目が覚めてから二日ほどで、ベカは仕事に復帰した。驚異的な回復力に誰もが驚いた。
起きてから身支度をすると、ベカはすぐに竜舎へと向かった。久しぶりにアーモと顔を合わせるためだ。
「あら、ベカくんもう体は大丈夫なの?」
竜舎の入り口にはロカがいた。なにかを記入しているので、おそらく仕事をしているのだろう。筆記版を持つ左腕が、ベカの視界へと朝日を反射させた。硬い金属の腕だ。
「ロカさん、おはようございます。俺はもう大丈夫ですよ。それよりその腕……」
「ああこれね。私は器用すぎて気持ち悪かったから、これくらいが丁度いいの。今じゃこの通り、モノを掴むことすら難しい」
ロカは笑いながら言った。腕を失ったのにもう立ち直っているのか、もしくは立ち直ったフリをしているだけなのか、ベカには分からなかったので、どう反応すればいいのか困った。
「腕はともかく、無事でよかったです」
笑いながらベカは竜舎に入った。するとロカもついてきた。
「ベカくんも無事でよかったよ」
「ありがとうございます」
「本当は、私はきみがどうなってもよかったんだけどね。きみが死ぬと、ソラちゃんが悲しむことがわかったから……」
「『わかった?』ロカさん、もしかしてまたなにかしたんですか?」
一瞬、ロカの笑みが悪魔のものように見えた。
「実はね、ソラちゃんがきみのことどう思ってるのか気になちゃって……ちょっときみを死んだことにしたんだ」
「それちょっと不謹慎すぎません?」
「私の予想では、ソラちゃんはきみに興味なんてないから、『あっそう』で終わると思ったんだよ。実際に、ソラちゃんにきみの死を伝えたときも『そうなんですか』の一言だけだったんだけど、一人になった瞬間、大泣きしてね。こっそりのぞいたんだけど、ソラちゃんきみの遺体に抱きついて泣いてたんだよ……ほんと感動したんだ! 涙を流すソラちゃんは本当に可愛かった!」
「ちょっとなにやってるんですか? 俺に失礼ですよ」
「じゃあ、これは冗談ってことで」
「本当ですか?」
「そういうこと」
長い竜舎の廊下を進み、ベカはアーモの部屋に入った。久しぶりのアーモだ。きっとアーモも長いこと会えなくて寂しかっただろう。俺の胸に飛び込んでくるに違いない! とベカは想像したが、もちろんそんなことは起きなかった。部屋に入るベカを見た瞬間、アーモはケッとつまらなそうに再び眠りについた。
「だよな……わかってたぜ」
ベカはアーモに近づくと、そっと頭をなでた。体の様々なところに、見たことのない傷痕がたくさん残っている。
「ありがとうな、相棒」
「アーモもちゃんときみのこと心配してたよ」
「コイツがですか?」
「うん、きみが眠っている間はソラちゃんがアーモの散歩をしてたんだけど、毎回窓からきみのようすを見ようとしてたらしいよ」
「アーモがそんなことするはずないですよ」
「そりゃあ……」
ロカは何かを言おうとしたが、「ロカッ! どこにいるんだ!」と外から呼ばれたため、彼女は「サボってるのばれちゃう! じゃあ!」と足早にアーモの部屋をあとにした。

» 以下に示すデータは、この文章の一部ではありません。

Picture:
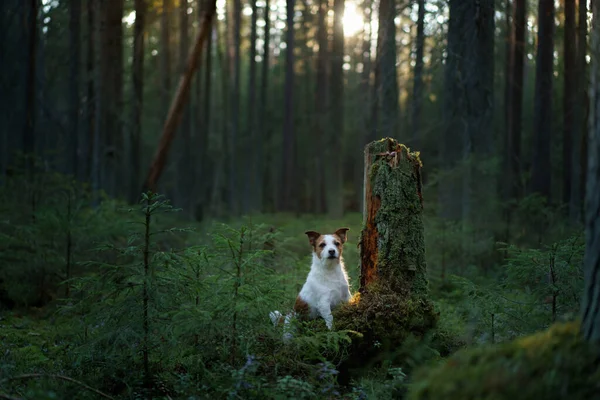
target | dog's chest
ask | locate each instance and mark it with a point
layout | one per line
(329, 285)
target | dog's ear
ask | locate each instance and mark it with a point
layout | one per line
(342, 234)
(312, 236)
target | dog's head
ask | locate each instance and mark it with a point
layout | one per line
(328, 247)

ベカはそっと、アーモを叩いた。閉じていた瞼がゆっくりと持ち上げられ、大きな瞳がクリっとベカの方を向いた。
「久ぶりに飛ぼうぜ」
アーモは気だるそうに起き上がったが、尻尾はよくブンブンと振っていた。
騎座や手綱をとりつけ、ドラゴン用の開閉壁を解放し外に出た。外はすっかりと明るくなっており、雲一つない青空が広がっていた。積もった雪は溶けておらず、平原を白く染めている。日差しは暖かいが風は冷たい。きっと上空は傷がぶり返してしまうほど寒いのだろう。だが飛ばずにはいられない。なんせ、相棒になったのだから。
ベカを乗せたアーモは軽やかに上昇した。養成所の建物がみるみる小さくなっていく。案の定、突き刺さるような鋭い冷たさをはらむ風が吹き付けてきたが、すぐに風は止んだ。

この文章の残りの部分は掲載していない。